THE ASAHI SHIMBUN
March 8, 2021 at 07:30 JST
Streetcar No. 651, survivor of Hiroshima's atomic bombing, rumbled through the city's streets on a recent morning, taking elementary school students on a virtual tour.
The streetcar was running within 700 meters of the blast center of the atomic bomb that U.S. forces dropped on the city on Aug. 6, 1945. Though badly damaged by the blast, it still carries passengers in Hiroshima today after being repaired.
Their annual school trip to Hiroshima canceled due to the COVID-19 pandemic, the 157 sixth-graders at Asukano Elementary School in Ikoma, Nara Prefecture, watched the tour unfold as it streamed live on video over the internet on Feb. 16.
Still, the students went all-out to get engaged as much as possible with the alternative tour, creating one-day tickets for the streetcar ride and trying out ticket gate scissors and crew’s uniforms borrowed from Hiroshima Electric Railway Co. in preparation.
The railway company, which operates the streetcar, offered the school the virtual ride as a substitute for the trip.
Over 50 minutes, a Hiroshima Electric Railway representative outlined the tram’s history, speaking before a smartphone set up inside it. During the ride, the students got glimpses of the Atomic Bomb Dome and other sights live through the tram's windows.
The changing scenery drew oohs and aahs from the kids watching it on laptops at their desks in five classrooms.
Comments on the tour from the kids at the Ikoma city-run school 300 kilometers from Hiroshima ranged from "great" to "magnificent."
Students at the educational facility usually travel to Hiroshima in September every year. Pupils went to the nearby Tokai region in October last year instead due to the pandemic.
The school's operator decided to participate in the online trip for the first time so that children could learn about peace as part of its career education program utilizing information and computing technology.
It was also the first time Hiroshima Electric Railway had organized such a session.

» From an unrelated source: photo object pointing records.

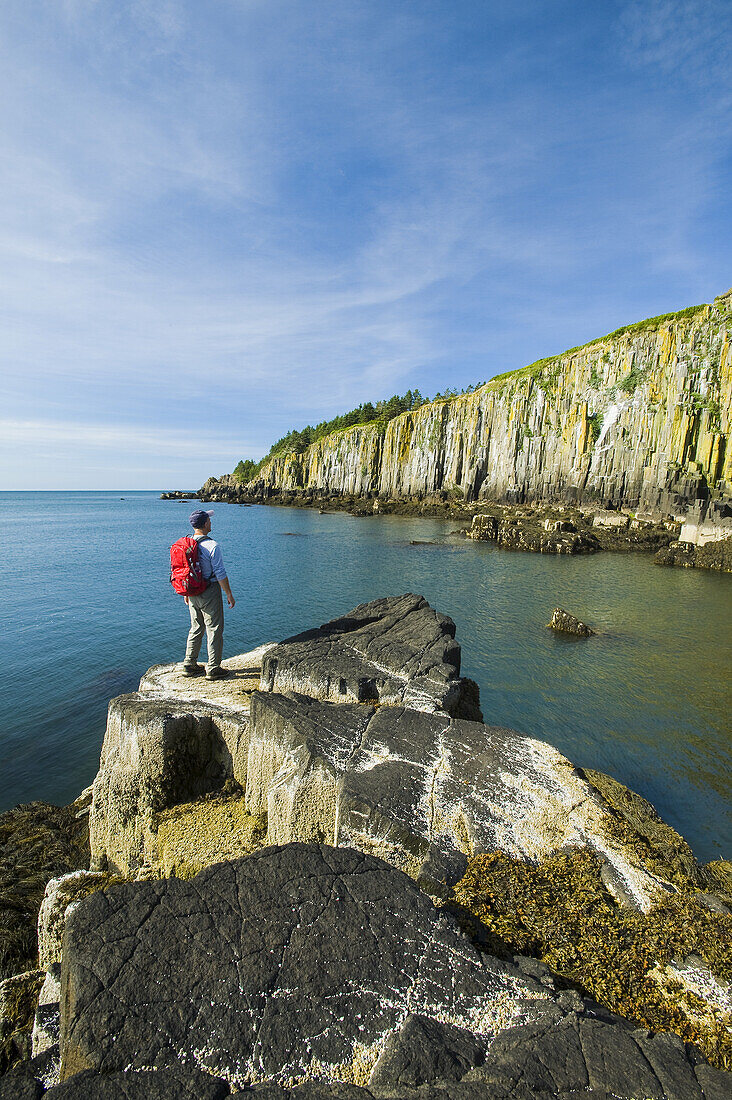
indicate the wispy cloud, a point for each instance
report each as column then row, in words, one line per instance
column 268, row 212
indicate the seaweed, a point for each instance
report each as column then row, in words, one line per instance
column 559, row 911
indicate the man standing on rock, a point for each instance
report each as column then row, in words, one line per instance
column 207, row 609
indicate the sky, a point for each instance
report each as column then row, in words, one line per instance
column 225, row 219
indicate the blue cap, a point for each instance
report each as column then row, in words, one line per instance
column 198, row 517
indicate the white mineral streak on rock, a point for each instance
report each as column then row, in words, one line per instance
column 700, row 981
column 609, row 419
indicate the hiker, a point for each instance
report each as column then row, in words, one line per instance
column 207, row 608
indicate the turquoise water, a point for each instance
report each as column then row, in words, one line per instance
column 87, row 607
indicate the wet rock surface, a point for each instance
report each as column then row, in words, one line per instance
column 37, row 842
column 419, row 790
column 396, row 650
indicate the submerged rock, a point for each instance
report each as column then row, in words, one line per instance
column 716, row 554
column 564, row 623
column 37, row 842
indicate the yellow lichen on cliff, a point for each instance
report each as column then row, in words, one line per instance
column 662, row 391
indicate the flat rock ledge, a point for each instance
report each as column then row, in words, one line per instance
column 312, row 964
column 315, row 967
column 396, row 651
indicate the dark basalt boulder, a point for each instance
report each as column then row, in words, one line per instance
column 154, row 1085
column 292, row 964
column 396, row 650
column 320, row 972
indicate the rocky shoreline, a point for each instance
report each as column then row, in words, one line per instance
column 537, row 527
column 327, row 876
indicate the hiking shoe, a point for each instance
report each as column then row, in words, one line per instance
column 218, row 673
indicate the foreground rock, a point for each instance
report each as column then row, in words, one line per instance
column 295, row 963
column 395, row 650
column 304, row 964
column 533, row 856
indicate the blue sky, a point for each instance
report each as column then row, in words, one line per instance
column 222, row 219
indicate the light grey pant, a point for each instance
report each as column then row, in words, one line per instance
column 206, row 617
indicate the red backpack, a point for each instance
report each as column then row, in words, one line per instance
column 186, row 576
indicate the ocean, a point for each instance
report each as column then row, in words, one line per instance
column 87, row 607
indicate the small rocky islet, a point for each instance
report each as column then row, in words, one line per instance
column 329, row 876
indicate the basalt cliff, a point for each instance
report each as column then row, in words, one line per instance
column 637, row 419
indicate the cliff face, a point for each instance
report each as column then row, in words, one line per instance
column 642, row 416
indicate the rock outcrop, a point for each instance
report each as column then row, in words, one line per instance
column 638, row 418
column 716, row 556
column 314, row 967
column 307, row 963
column 525, row 532
column 392, row 651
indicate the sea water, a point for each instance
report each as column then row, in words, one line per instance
column 87, row 607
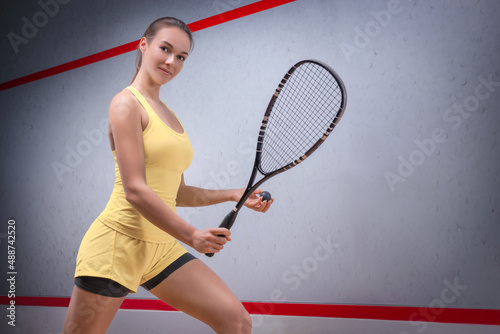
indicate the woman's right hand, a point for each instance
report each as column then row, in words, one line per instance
column 211, row 240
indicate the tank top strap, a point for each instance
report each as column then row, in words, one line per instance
column 143, row 101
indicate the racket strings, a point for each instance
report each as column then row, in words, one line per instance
column 305, row 109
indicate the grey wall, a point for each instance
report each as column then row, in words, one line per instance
column 406, row 190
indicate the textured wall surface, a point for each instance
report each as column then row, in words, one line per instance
column 401, row 202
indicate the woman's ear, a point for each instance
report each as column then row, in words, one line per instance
column 142, row 44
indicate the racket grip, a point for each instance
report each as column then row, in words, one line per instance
column 227, row 222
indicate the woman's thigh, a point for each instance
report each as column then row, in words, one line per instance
column 90, row 313
column 196, row 290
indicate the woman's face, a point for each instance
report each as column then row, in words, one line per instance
column 164, row 56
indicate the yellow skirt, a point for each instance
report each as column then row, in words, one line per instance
column 131, row 262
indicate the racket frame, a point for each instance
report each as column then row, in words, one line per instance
column 228, row 221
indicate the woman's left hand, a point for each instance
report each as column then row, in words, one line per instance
column 256, row 202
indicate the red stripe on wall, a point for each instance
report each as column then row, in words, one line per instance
column 119, row 50
column 372, row 312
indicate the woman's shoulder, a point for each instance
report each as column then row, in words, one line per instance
column 124, row 101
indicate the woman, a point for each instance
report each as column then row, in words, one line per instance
column 134, row 240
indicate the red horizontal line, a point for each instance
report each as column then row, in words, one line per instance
column 208, row 22
column 372, row 312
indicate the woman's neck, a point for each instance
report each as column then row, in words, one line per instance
column 147, row 88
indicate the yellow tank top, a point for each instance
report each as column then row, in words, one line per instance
column 167, row 155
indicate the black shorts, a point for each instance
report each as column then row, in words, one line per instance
column 110, row 288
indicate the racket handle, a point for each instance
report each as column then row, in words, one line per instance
column 227, row 222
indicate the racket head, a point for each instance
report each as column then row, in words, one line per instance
column 305, row 108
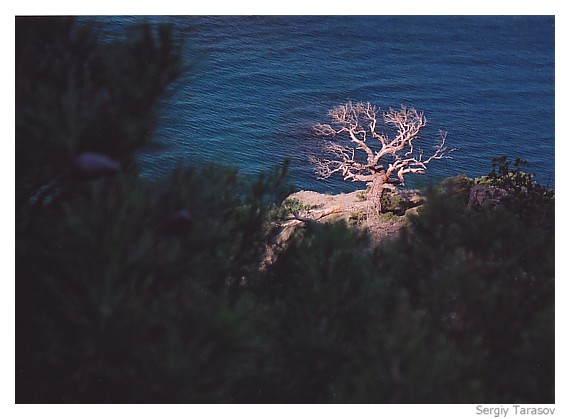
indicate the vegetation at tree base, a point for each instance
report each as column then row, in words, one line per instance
column 135, row 291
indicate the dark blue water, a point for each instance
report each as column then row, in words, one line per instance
column 258, row 84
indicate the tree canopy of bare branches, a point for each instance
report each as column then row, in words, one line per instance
column 361, row 149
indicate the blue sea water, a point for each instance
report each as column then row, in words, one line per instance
column 257, row 85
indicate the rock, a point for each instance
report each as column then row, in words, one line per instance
column 485, row 195
column 92, row 165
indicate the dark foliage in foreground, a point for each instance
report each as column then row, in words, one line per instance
column 129, row 290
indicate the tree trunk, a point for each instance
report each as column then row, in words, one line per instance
column 377, row 187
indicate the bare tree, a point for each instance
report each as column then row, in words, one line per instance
column 361, row 151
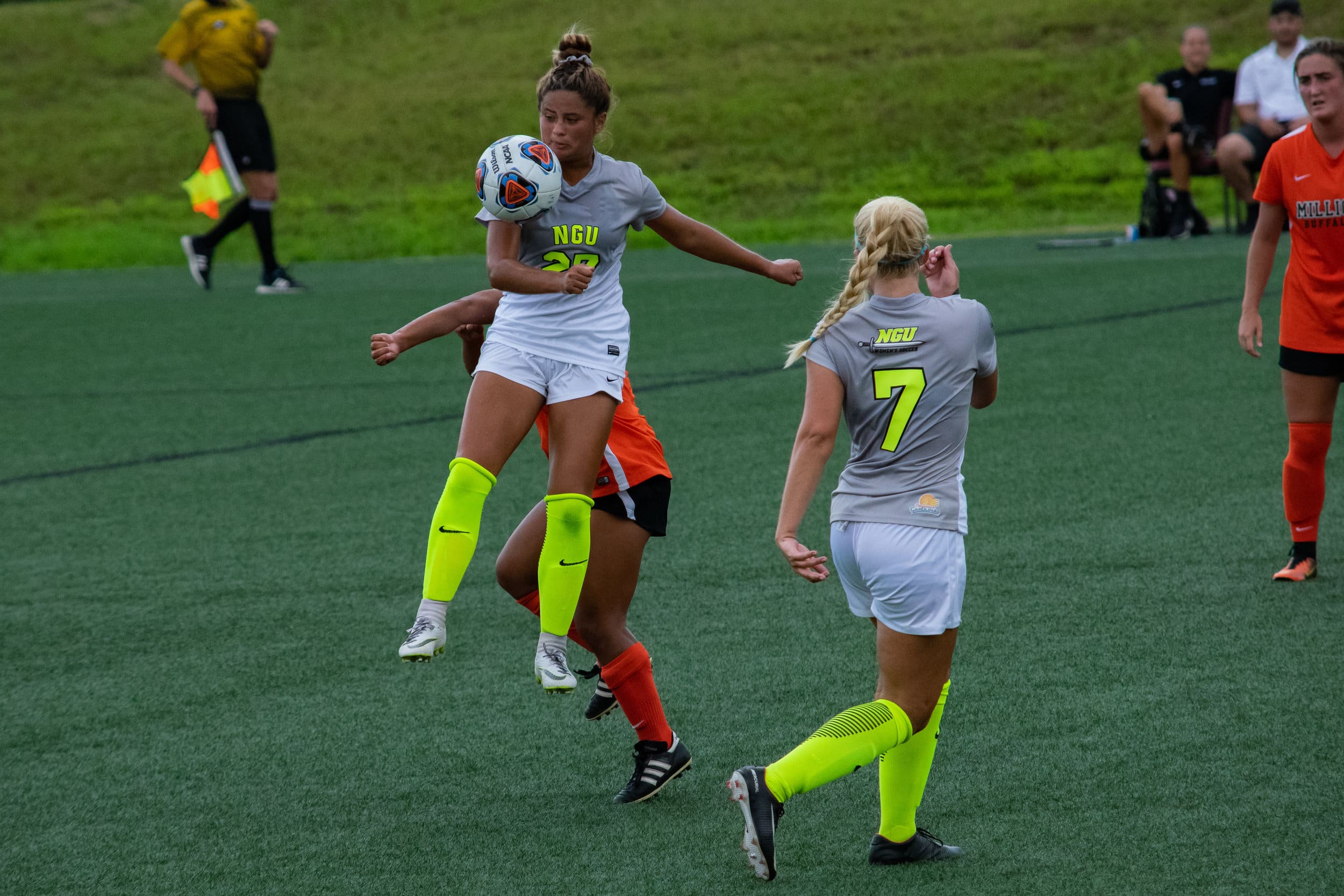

Prior to the pandemic, the company had every year allowed students from nearly 20 elementary and junior high schools in and outside Hiroshima Prefecture to see streetcars in person that survived the bombing, kept at its maintenance depot.
“The event was a good opportunity for us to consider how to promote ourselves from now on,” said a Hiroshima Electric Railway representative. “Online tours will let more people than the passenger limit have the experience simultaneously.”